第55話 やっと見つけた



 うん、とにかく今の状況について真剣に考えてきたんだけど、もうそろそろ目的地に辿り着いてくれないかな。


 ほら、事情が事情とはいえ、こう男の子的な生き物と女の子的な生き物が、長時間密着してるのはどうかと思うしさ。
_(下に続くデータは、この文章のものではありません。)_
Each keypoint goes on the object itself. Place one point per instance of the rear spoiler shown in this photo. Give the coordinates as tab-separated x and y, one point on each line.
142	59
 柔らかいなとか温かいなとか余計な事考えちゃうじゃん。

 何それ僕へんたい?

 いや、ごく普通の事だよね?


 僕が人との関りを断っている間に人類が急激な進化を遂げてて、男女の恋愛のイロハとか変わっちゃってたら、当てはまらないだろうけど。

 ああもう、とにかく早く降りたい。

 変な事考えて誤魔化してるのが、限界なんだってば。


「あ、ニルバさん! あそこにアリッサさんが」

「よし、助かった」

「?」


 何でもないです。

 口が滑っただけ。


 とにかく目的の人物が見つかったなら話は早い。

 降下していって、ほんの少しぶりのアリッサに声をかける。


 とりあえずまず、君に言いたい。


「アリッサ、きみ動きすぎ!」


 言った、というか文句ぶつけた感じだけど。


 アリッサは声の主である僕達を見つけて、きょとんとした顔になった。


「ニルバっち? あれれ、何でこんな所にいるの? それにシロナっちまで、変な組み合わせー」


 それはこっちの話だよ。

 君達いつから知り合いしてたの?

 全然気が付かなくて色々大変だったじゃんか。


 さらに出てきそうな文句を飲み込んで現状把握につとめる。


 周囲を見回すと、けが人が大勢いるようだった。

 状態異常にかかっている人や、ライフが少なそうな人が回復役をまもっていたりしている。